O preço do petróleo Brent disparou em cerca de 1,6% nesta terça-feira, saltando acima dos 110 dólares o barril, em meio à crescente tensão geopolítica que paira sobre o Oriente Médio. A escalada da commodity, impulsionada pelo ataque coordenado de Estados Unidos e Israel a Irã, reacende o temor de interrupções no fornecimento e afeta diretamente o mercado financeiro global.

Estreito de ormuz em xeque: a chave para a estabilidade

Estreito de ormuz em xeque: a chave para a estabilidade

A volatilidade do mercado se intensificou com a retomada do alto-astrado, que, por ora, evita um colapso total. No entanto, a situação no estreito de Ormuz – gargalo crucial para um quarto da produção mundial de petróleo e gás – permanece extremamente delicada. A comunidade internacional, incluindo a União Europeia e o Conselho de Cooperação dos Estados Árabes do Golfo, pressiona por sua reabertura sem restrições, em resposta às ações de Teerã e ao bloqueio imposto por Washington.

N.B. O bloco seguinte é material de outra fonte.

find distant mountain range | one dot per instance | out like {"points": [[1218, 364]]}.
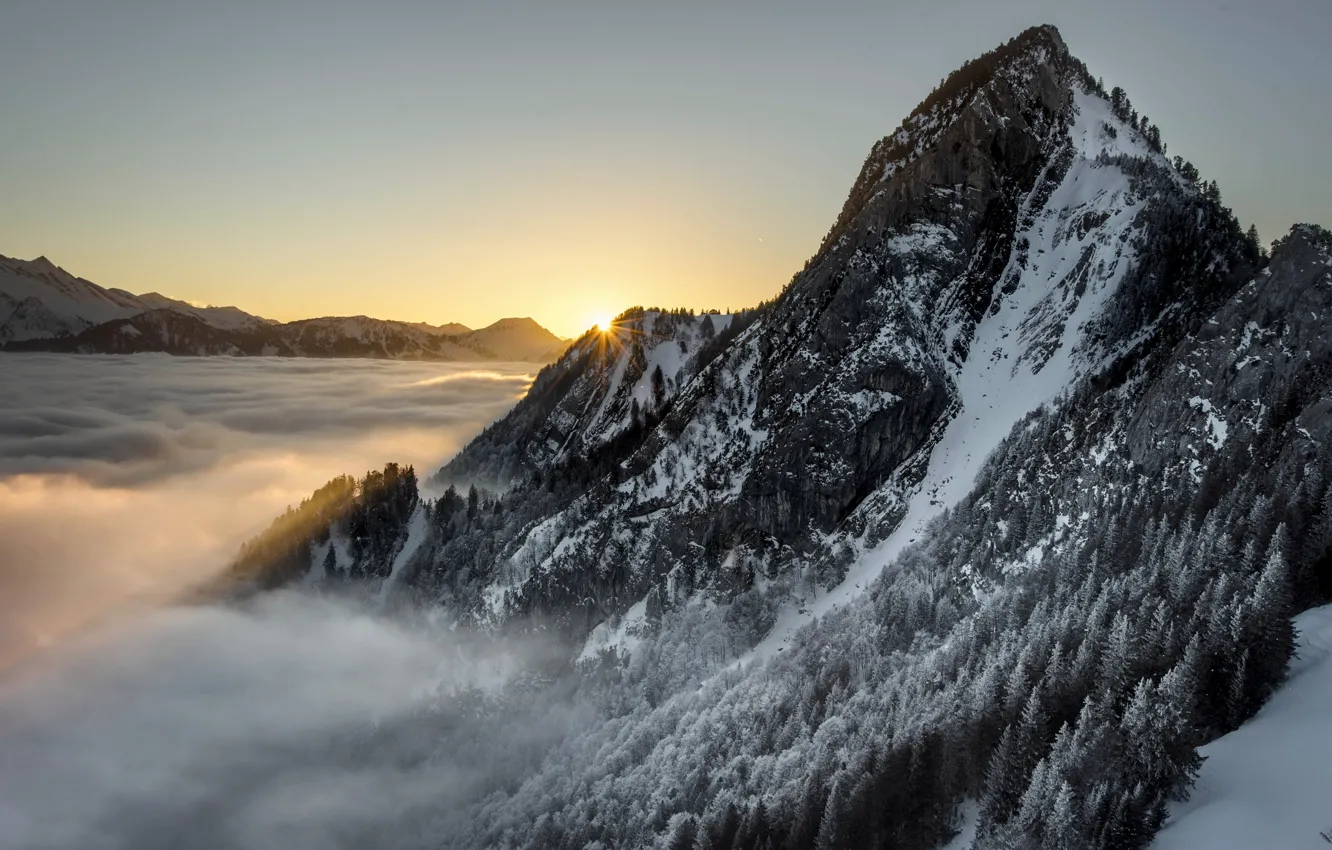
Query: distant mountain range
{"points": [[44, 308]]}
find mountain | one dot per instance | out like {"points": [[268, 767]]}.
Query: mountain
{"points": [[43, 300], [39, 300], [975, 532], [45, 308]]}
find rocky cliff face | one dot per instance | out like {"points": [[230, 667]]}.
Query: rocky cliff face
{"points": [[1002, 501], [998, 248]]}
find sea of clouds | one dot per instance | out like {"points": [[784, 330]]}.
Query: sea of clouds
{"points": [[292, 720], [125, 480]]}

O embaixador iraniano nas Nações Unidas, Amir Saeid Iravani, denunciou a “militarização” do estreito, acusando os EUA de utilizar a região como plataforma para ataques contra o Irã. A retórica inflamada se soma ao bloqueio marítimo imposto por Washington, que visa restringir o acesso de navios a portos iranianos – uma medida que, segundo Teerã, configura um ato de agressão e viola o direito internacional.

As bolsas europeias reagem à incerteza, com aberturas mistas que refletem a fragilidade do cenário. O Ibex 35 abre em território negativo, enquanto o Hang Seng de Hong Kong e o Nikkei japonês registram quedas. A instabilidade se estende aos mercados asiáticos, sinalizando cautela e desconfiança em relação à resolução do conflito.

O cenário econômico global se torna, mais uma vez, um campo de batalha geopolítico. A dependência do petróleo bruto, a complexidade das relações entre as potências e os riscos associados à instabilidade no Oriente Próximo demonstram a fragilidade da economia mundial e a necessidade de uma gestão estratégica dos recursos energéticos.